We shouldn’t complain. This was the first day’s play of the series that fell below greatness and there were still more than enough subplots to keep everyone interested beneath England’s thoroughly competent progress towards a face-saving victory.

In truth, nobody could really be blamed for a day that rarely stirred the senses. Rory Burns set a standard that was always going to be hard to match, chipping the first ball of the day off his pads straight into the hands of Alzarri Joseph at square-leg and in the process thoroughly ruining the Barmy Army’s ritual daily Jerusalem self-indulgence. Overall, then, a fine day for Burns.

But from the moment Keemo Paul pulled up lame pursuing a Joe Denly drive to the boundary this kind of day was always on the cards. With the West Indies a bowler down and struggling to raise themselves to their Barbados and Antigua heights in what is a first experience of a victorious dead-rubber situation for all these players, it was always likely to need some more spectacular English incompetence to prevent a day spent setting things up for the remaining two days. And England are going to win now; after the first two Tests they can’t be criticised for doing what was necessary to make that so.

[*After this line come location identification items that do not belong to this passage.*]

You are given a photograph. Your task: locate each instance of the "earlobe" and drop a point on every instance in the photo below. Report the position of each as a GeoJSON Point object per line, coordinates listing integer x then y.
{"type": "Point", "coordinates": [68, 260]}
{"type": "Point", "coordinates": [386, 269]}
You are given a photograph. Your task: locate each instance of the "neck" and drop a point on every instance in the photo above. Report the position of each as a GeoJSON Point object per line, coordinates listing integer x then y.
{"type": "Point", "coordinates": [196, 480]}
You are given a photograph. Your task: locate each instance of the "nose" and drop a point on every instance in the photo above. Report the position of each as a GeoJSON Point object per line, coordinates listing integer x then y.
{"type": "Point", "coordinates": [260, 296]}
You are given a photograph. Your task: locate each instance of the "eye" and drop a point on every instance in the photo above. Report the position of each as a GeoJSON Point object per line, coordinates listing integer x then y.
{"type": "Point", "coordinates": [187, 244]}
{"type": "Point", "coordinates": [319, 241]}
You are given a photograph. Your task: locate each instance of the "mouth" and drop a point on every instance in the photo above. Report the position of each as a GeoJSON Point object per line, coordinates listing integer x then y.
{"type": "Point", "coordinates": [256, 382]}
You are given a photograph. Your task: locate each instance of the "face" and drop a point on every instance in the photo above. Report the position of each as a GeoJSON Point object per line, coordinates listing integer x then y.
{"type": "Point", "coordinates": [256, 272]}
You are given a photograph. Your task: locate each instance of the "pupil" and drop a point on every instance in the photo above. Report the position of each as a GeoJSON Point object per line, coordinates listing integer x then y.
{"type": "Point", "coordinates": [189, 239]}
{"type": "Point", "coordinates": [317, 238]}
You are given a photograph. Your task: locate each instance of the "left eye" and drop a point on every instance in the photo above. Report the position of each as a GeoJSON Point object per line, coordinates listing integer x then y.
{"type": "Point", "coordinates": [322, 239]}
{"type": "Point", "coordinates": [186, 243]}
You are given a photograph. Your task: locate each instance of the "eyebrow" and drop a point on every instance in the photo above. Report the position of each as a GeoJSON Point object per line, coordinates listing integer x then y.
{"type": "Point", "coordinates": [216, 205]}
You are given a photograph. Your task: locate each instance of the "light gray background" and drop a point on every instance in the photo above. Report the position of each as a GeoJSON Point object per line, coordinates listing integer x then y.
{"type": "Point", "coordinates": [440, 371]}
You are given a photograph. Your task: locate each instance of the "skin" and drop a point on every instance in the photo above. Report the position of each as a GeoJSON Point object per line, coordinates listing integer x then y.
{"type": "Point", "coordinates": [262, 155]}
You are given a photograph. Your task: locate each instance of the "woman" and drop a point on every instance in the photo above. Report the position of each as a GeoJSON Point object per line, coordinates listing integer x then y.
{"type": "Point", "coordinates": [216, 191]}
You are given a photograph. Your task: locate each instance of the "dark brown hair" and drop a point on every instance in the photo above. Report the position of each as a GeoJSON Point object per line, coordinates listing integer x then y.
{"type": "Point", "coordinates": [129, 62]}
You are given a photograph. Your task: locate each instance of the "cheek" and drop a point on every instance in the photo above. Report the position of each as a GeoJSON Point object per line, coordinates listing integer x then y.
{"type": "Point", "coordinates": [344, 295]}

Joe Root won’t care a jot that it was dull as he completed his 16th Test century at the end of a difficult series. It was not by any stretch his best or most fluent innings, but many of the technical issues that have bedevilled him over the last few weeks appeared to be gradually ironed out even if the shot selection remained questionable at times.

Out-of-form hundreds can be some of the most satisfying and Root will rightly ignore the usual complaints about dead-rubbers. You can be damn sure another failure would not have been written off because the series was no longer on the line.

He still looks out of form, but the hundred might be all he needs to get back on track. It worked for Alastair Cook in 2010.

For a great batsman, Root rarely seems to keep people satisfied. If he scores 50s but not hundreds his conversion rate is queried and he’s criticised for not making a more telling contribution. If he peppers a run of low-scores with the odd century – and this was his third hundred in seven Tests – his consistency is called into doubt. If he scored 150 in every single innings between now and the end of time there would be those harrumphing that he wasn’t doing so at number three.

Whatever the relative merits of Root’s century, it’s clearly excellent news for England at the end of a series where it’s been in short supply. Ditto another half-century for Jos Buttler who in a neat twist has become England’s most consistent and reliable run-scorer – although with 14 half-centuries and just one century he will surely soon come under scrutiny for the same reasons as Root 18 months ago. If he’s not keeping and batting five, centuries will be needed somewhere along the line.

He was unfortunate today, though, in getting the ball of the day from Kemar Roach during the one genuinely intense passage of play in the day with the second new ball. An 85mph leg-break delivered from wide on the crease and angling sharply off the pitch to hit off stump would’ve done for most. Buttler got nowhere near it.

England’s third Joseph also had a good day, but the long-term benefits of Denly’s efforts are perhaps less clear. It was in many ways the perfect water-muddying knock. In making 69 fluent but slightly streaky runs he did just enough to ensure he will be hard to drop but did so in such a way that casts serious doubt over his long-term credentials at the highest level. Excellent.